Why does GNU Core Utilities stat (including du and ls) report the following sizes (ext4 in GNU/Linux)?
@WumpusQ.Wumbley pointed out the cause in a comment: extended attributes.
For completeness sake the answers are presented below.
Extended attributes, in this case applied by Dropbox (getfattr
returns user.com.dropbox.attributes
), uses additional blocks for storage. Without these extended attributes ls
(and the other commands) returns:
$ ls -Gghs
total 136K
4,0K drwxr-xr-x 2 4,0K dec 22 20:11 empty_dir
0 -rw-r--r-- 1 0 dec 22 20:11 empty_file
4,0K -rw-r--r-- 1 1 dec 22 20:12 one_char
128K -rw-r--r-- 1 127K dec 22 20:13 several_blocks
As expected.
In addition, stat
for the only interesting case of several_blocks
returns:
$ stat several_blocks
File: several_blocks
Size: 129760 Blocks: 256 IO Block: 4096 regular file
...
Which is also as expected, since 256 * 512 - 129760 = 1312 < 4096, i.e., no extra block used.
- Due to extended attributes.
- Due to extended attributes.
- Due to extended attributes.
- No, but be aware of extended attributes added by applications.
- Incorrect assumption.
The "additional blocks" are not due to some inconsistency in configuration. (Hypothetically, it could always be wrong for some other reason though. Like cosmic rays that corrupted your kernel code :-)).
I say this because there is no option to manually tweak details of the calculation of the disk usage for these commands. The commands only convert the disk usage to different units, by multiplying or dividing. The disk usage is obtained by calling the stat() system call. The kernel returns a number of synthetic "blocks", which are always 512 bytes. Nor is there any kernel option that affects how stat() calculates the number of blocks.
I can tell you the block which contains the inode is not supposed to be counted on your ext4 filesystem. In general, Giles says it is not counted on any filesystem that he is aware of.

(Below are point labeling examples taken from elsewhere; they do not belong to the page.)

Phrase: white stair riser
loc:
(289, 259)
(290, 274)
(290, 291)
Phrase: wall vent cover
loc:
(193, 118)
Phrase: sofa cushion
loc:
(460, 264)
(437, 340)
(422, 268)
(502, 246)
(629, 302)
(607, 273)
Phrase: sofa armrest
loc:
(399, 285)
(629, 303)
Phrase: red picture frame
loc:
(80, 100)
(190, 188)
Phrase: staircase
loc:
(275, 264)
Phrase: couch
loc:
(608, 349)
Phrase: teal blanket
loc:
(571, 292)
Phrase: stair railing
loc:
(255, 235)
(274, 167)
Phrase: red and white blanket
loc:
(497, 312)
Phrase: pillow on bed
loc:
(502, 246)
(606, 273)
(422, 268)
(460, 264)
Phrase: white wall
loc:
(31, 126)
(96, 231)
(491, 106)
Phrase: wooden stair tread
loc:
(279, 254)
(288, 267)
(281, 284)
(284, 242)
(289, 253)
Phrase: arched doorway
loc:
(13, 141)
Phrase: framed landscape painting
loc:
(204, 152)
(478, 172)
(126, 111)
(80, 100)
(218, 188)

Perhaps in part due to the point you raise :-). Inodes tend to be smaller than the 512-byte blocks reported by stat
. ext4 defaults to 256-byte inodes; ext3 defaulted to 128 bytes.

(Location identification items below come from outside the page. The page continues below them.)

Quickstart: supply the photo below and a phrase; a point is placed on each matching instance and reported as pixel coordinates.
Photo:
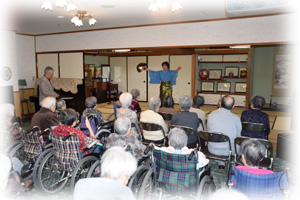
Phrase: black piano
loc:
(75, 101)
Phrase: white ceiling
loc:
(31, 19)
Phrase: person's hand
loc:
(179, 68)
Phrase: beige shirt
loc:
(201, 115)
(150, 116)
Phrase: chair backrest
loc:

If we look through the related questions (right sidebar), we notice one case where there can be additional blocks. The extent tree (or indirect blocks, if extents are disabled) is counted on ext4. (Why is the difference in file size and it's size on disk bigger than 4 KiB?)
A second answer to the linked question suggests another case. Some uses of fallocate() might allow creating files with an arbitrarily large difference between their size, and the number of blocks allocated to them.
That said, I suspect the above is not sufficient to explain any of your examples.